Results: Ten male patients (5 LEV8; 5 LEV12) were included. The NCA-based systemic clearance and elimination half-life were 5.3 ± 1.2 L/h and 4.8 ± 0.64 hours. A one-compartment model provided a higher steady-state trough concentration for the LEV8 group compared with the LEV12 group (13.7 ± 4.3 mg/L vs 6.3 ± 1.7 mg/L; P = 0.008). Monte Carlo simulations predicted regimens of 500 mg every 6 hours, 1000 mg every 8 hours, and 2000 mg every 12 hours achieved therapeutic target attainment. Weight-tiered dosing regimens achieved therapeutic target attainment using a 75 kg breakpoint.
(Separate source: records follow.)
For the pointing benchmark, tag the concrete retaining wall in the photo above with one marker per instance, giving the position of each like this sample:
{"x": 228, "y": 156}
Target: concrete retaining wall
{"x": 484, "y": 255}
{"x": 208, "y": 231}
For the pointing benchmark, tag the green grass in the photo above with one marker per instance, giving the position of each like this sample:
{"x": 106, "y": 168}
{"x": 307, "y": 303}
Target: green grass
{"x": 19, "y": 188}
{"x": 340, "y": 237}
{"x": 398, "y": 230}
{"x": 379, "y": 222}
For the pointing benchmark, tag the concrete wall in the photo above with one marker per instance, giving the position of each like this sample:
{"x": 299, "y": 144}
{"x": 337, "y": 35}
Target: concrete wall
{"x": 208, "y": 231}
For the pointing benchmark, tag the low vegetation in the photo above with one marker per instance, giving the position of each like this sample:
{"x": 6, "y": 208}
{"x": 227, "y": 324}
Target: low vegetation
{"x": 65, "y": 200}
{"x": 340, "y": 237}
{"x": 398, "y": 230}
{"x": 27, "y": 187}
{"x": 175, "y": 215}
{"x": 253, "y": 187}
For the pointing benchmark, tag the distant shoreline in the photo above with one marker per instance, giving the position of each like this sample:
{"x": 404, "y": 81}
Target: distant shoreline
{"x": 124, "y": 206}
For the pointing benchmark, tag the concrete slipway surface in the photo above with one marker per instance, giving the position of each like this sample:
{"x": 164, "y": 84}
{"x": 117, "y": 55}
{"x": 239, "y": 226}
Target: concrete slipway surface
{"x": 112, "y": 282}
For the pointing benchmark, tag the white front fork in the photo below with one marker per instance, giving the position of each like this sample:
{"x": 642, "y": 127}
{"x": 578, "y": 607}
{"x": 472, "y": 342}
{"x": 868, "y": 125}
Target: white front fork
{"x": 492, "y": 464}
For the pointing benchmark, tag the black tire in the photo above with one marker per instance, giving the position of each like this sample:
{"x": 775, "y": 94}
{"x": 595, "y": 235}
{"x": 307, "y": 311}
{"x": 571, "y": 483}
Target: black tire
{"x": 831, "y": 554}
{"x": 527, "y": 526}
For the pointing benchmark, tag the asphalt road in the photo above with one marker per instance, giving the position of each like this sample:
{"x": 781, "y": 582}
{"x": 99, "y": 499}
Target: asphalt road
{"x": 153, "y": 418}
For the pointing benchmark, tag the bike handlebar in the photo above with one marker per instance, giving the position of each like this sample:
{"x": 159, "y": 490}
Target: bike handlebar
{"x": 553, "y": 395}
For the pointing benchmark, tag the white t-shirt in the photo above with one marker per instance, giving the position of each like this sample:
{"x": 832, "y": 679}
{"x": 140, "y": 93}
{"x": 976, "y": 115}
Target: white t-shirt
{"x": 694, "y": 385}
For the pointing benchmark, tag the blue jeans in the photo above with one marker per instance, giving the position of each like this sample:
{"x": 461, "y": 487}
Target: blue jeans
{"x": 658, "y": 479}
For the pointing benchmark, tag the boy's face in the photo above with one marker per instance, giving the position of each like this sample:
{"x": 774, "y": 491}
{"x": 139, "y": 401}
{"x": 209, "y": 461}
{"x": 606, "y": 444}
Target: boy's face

Conclusion and relevance: Neurocritically ill patients exhibit rapid levetiracetam clearance resulting in a short elimination half-life. Findings of this study suggest regimens of levetiracetam 500 mg every 6 hours, 1000 mg every 8 hours, or 2000 mg every 12 hours may be required for optimal therapeutic target attainment. Patient weight of 75 kg may serve as a breakpoint for weight-guided dosing to optimize levetiracetam therapeutic target attainment for seizure prophylaxis.